La remise du cierge allumé est un appel à vivre en fils de lumière (Ep 5, 8), à ne pas demeurer river sur nos fautes. Si vous le voulez, dit un Père de l’Église (Pambo), vous pouvez devenir toute flamme. Créature nouvelle (2 Co 5, 17). Quand nous exposons nos yeux à la lumière (du Christ) (à la beauté du Christ), dit Paul, ils se trans-forment en lumière (Ep 5, 14). Nous ne pouvons pas voir la beauté sans devenir beauté ni assister indifférent à un coucher de soleil. La beauté transforme. La lumière transforme. Nos regards d’argile (2 Co 4,7) peuvent devenir buisson ardent qui permet à Dieu de se manifester (A. Gesché). Que c’est beau !
Que la lumière soit. Ce fut la première parole créatrice inaugurant la création. De nuit il n’y en aura plus, ce sont les dernières paroles de l’Apocalypse (22, 5). La lumière a un visage : Jésus. Alors ta lumière jaillira comme l'aurore, et ta plaie sera vite guérie.
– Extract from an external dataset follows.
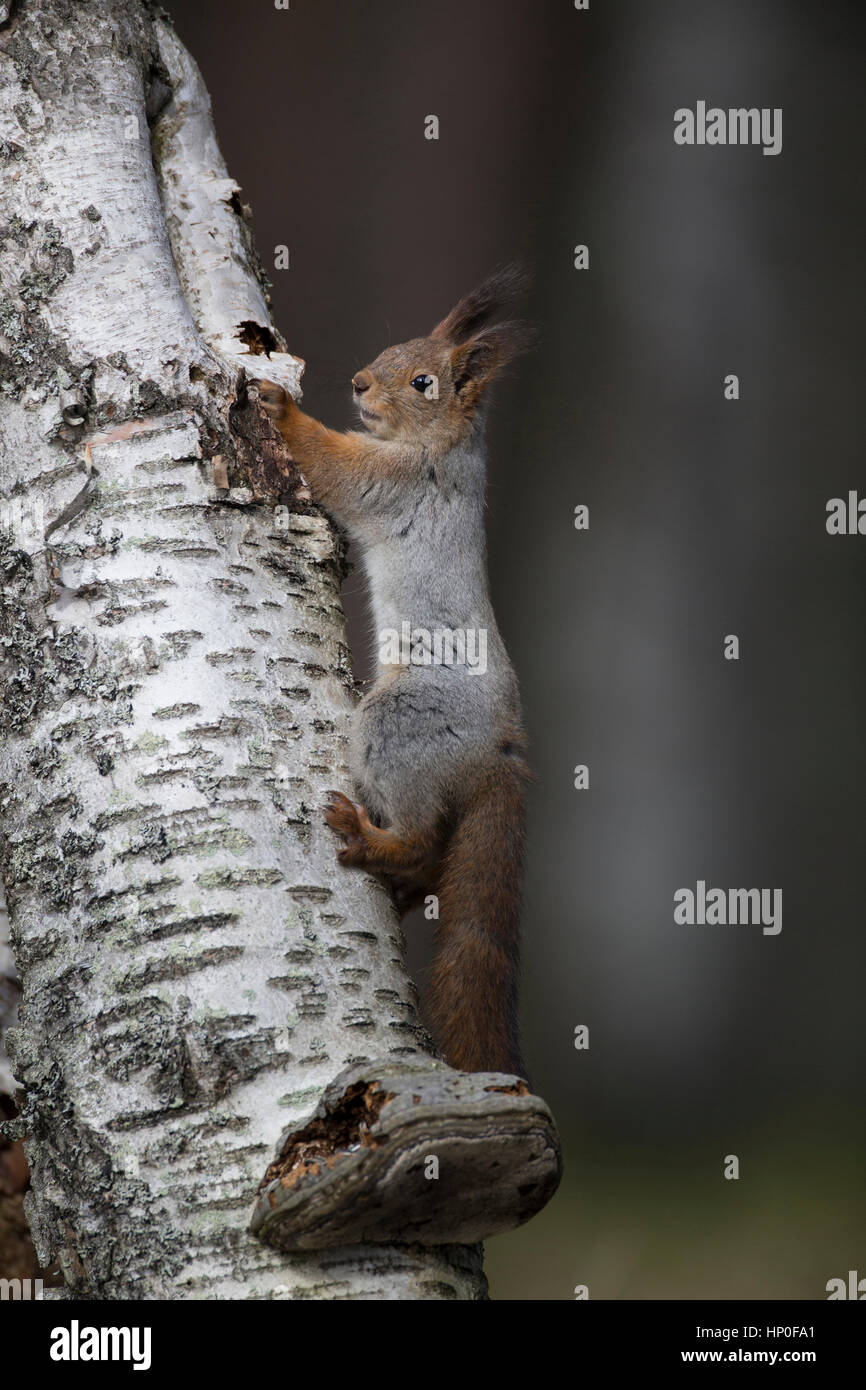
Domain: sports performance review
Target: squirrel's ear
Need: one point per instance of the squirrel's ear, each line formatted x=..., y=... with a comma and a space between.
x=476, y=363
x=483, y=303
La lumière se lèvera pour toi dans tes ténèbres, et l'obscurité deviendra pour toi comme le midi [Is. 58,10]. Il n’a pas suffi à l’aveugle de voir Jésus, en le reconnaissant, il est tellement devenu lumière qu’il ébranle les tenants officiels de la foi. Tu nous fais la leçon, toi qui es tout entier dans le péché.
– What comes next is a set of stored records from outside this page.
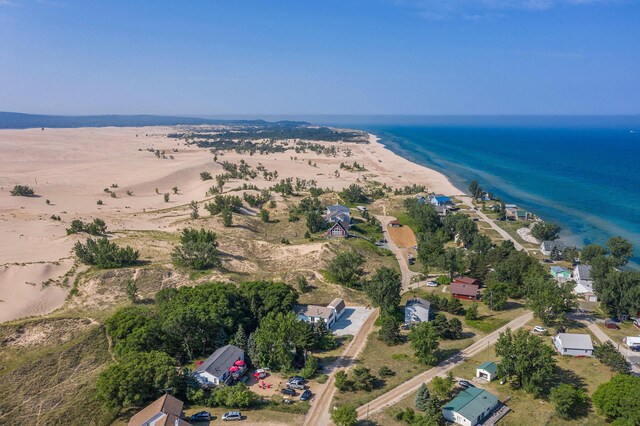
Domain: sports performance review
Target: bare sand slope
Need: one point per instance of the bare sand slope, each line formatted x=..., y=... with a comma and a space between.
x=72, y=168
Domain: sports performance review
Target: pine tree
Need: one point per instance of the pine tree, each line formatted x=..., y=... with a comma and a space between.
x=422, y=398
La manière d’agir de Jésus m’impressionne. Elle reprend celle adoptée au puits de Jacob. Jésus ne cache pas son identité. Il la révèle progressivement en refaisant d’abord sur les yeux de l’aveugle le geste du potier qui nous a faits (Is 64,7) au début du monde. Il lui offre ensuite une lumière qui dépasse le visible, la boue. Il réveille son regard en dormance et l’ouvre à un changement de sensibilité. Il ne considère pas son apparence ni sa taille. Voilà la vraie conversion.
Jésus recentre le regard de l’aveugle sur l’essentiel. Il part de ce qu’il voit pour l’amener à voir celui qui te parle. Il convertit son regard. Se convertir, c’est plus que de corriger des petits détails de nos vies. C’est une transformation de nos sensibilités en devenant sensible à autre chose que le visible. Jésus convertit le regard de l’aveugle et il se fait voir comme l’icône du Dieu invisible (Col 1,15), tu le vois, il te parle. Le regard de l’aveugle devient pascal.
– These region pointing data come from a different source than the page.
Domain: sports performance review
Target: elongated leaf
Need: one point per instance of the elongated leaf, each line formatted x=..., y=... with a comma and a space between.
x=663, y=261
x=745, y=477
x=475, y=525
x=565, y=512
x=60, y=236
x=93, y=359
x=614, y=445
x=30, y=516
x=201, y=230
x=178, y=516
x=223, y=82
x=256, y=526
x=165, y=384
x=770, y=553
Dans ce passage de Jean, la joie circule. Celle de Jésus qui révèle son identité comme il l’a fait à la Samaritaine au puits de Jacob. C’est sa mission : créer la joie. Celle aussi de l’aveugle qui découvre, voit et reconnait celui qui le guérit. Tellement heureux qu’il s’empresse comme la Samaritaine de dire aux savants de la religion que si Jésus n’était pas Dieu, il ne pourrait pas ouvrir les yeux d’un aveugle de naissance.
Question : pour qui Jésus a-t-il posé ce geste ? Pour ses disciples. Pour nous. Nous connaissons Jésus, mais ne reconnaissons pas son ADN divin. Sur la montagne de la Transfiguration, au puits de Jacob, en présence de l’aveugle-né ou dans ce Père qui court vers son fils revenant de loin (Lc 15), nous connaissons la générosité de la compassion de Dieu pour nous (2 Cor 8, 9). Jésus ne s’impose pas comme les fonctionnaires de la religion. Il est crédible. Il ne laisse jamais le mal sans remède et refuse de laisser les ténèbres envahir et paralyser les cœurs.
Que je vois. Il y a beaucoup d’ombre dans nos regards. Nous sommes aveuglés par le mirage de la possession. Par la vengeance actuelle entre nations. Autrefois vous étiez ténèbres, maintenant vous êtes lumière. La lu-mière a pour fruit, bonté, justice. Si notre foi ne voit pas les grandes choses qu’elle produit en nous et autour de nous, c’est qu’elle est en dormance. Réveille-toi, ô toi qui dort. Amen.